Breadth Momentum Crests As FX Volatility Plunges

Jason Goepfert
2019-03-19

Breadth surge has crested

After seeing a historic run in the momentum of stocks’ underlying breadth in January and February, indicators are showing diverging trends. 

That’s to be expected after readings like January’s, and historically these “negative divergences” haven’t been so negative. Over the medium- to long-term, the S&P did very well, especially its consistency and average return. The risk/reward was decent, but not excellent.

No vol in FX

Volatility among currencies has been very low, and traders are pricing in the idea that it will continue.

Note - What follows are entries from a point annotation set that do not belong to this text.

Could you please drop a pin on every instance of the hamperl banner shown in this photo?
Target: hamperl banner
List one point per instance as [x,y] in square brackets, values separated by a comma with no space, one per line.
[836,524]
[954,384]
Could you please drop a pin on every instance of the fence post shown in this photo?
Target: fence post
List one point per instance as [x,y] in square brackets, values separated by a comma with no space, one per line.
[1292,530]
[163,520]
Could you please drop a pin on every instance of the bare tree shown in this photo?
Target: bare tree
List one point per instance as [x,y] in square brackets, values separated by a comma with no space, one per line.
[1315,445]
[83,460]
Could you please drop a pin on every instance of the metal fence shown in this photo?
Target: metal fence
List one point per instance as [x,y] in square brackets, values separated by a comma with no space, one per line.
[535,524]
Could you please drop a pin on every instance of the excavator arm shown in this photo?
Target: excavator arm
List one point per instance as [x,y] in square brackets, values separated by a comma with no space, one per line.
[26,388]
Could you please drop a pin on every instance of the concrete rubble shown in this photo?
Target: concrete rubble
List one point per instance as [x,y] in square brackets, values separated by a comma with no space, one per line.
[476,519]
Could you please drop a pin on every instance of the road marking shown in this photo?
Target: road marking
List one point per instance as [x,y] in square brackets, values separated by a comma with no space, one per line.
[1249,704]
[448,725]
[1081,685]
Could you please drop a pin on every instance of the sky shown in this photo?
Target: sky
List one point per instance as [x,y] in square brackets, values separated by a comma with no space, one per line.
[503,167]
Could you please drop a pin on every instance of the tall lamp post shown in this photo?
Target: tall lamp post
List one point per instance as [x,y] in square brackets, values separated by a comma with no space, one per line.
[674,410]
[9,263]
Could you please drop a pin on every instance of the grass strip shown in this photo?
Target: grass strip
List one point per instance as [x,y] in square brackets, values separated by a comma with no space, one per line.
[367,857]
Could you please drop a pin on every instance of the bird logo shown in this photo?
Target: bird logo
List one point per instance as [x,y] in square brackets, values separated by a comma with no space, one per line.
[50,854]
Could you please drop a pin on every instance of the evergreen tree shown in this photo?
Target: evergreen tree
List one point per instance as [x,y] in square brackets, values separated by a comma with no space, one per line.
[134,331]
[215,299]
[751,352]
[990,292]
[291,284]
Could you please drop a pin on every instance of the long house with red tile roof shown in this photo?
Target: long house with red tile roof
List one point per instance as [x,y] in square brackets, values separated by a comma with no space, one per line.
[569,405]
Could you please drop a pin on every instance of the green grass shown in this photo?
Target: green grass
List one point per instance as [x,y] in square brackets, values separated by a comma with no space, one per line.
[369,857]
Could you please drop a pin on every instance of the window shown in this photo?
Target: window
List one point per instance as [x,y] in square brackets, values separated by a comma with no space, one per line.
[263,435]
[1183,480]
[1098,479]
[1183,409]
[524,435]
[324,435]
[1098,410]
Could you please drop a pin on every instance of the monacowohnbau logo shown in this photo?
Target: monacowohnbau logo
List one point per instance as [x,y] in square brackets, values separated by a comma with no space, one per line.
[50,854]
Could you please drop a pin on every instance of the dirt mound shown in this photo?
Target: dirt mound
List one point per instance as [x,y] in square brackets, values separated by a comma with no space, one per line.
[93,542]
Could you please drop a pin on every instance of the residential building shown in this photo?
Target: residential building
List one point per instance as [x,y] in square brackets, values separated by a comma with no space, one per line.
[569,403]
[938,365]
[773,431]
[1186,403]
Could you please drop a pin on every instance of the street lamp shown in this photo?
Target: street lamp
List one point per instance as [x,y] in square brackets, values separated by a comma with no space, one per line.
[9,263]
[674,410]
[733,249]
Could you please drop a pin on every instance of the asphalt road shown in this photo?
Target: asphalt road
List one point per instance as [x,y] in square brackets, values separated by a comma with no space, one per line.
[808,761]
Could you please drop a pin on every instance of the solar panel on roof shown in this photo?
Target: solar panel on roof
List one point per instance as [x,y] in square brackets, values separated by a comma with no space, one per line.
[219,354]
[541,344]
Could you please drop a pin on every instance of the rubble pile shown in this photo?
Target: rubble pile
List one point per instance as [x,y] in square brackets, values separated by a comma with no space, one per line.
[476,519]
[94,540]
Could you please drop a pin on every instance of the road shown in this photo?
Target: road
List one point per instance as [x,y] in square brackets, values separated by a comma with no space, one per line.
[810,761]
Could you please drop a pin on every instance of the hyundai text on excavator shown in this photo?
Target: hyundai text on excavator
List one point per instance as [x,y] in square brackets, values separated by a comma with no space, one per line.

They’ve been mostly right shorter-term, not so much longer-term, as volatility in the dollar has doubled over the next year after other times it has dropped to this low of a level. It was a modest positive for commodities.

Questionable week

One of the more consistent seasonal tendencies over the past 7 years has been weakness after quarterly option expirations, especially in March. SPY has been negative during this week all 7 years. Real estate funds like IYR and VNQ have been the worst performers.

Good utilities

The McClellan Summation Index for the utilities sector has moved to an extreme, and 70% of the stocks have reached overbought levels. According to the Backtest Engine, that has preceded losses in XLU almost every time over the next 2 months.

Lagging small-caps

The S&P 500 has hit a 100-day high while the Russell 2000 is (was) more than 2% below its own 100-day day. Six months after other instances, the S&P was higher 88% of the time.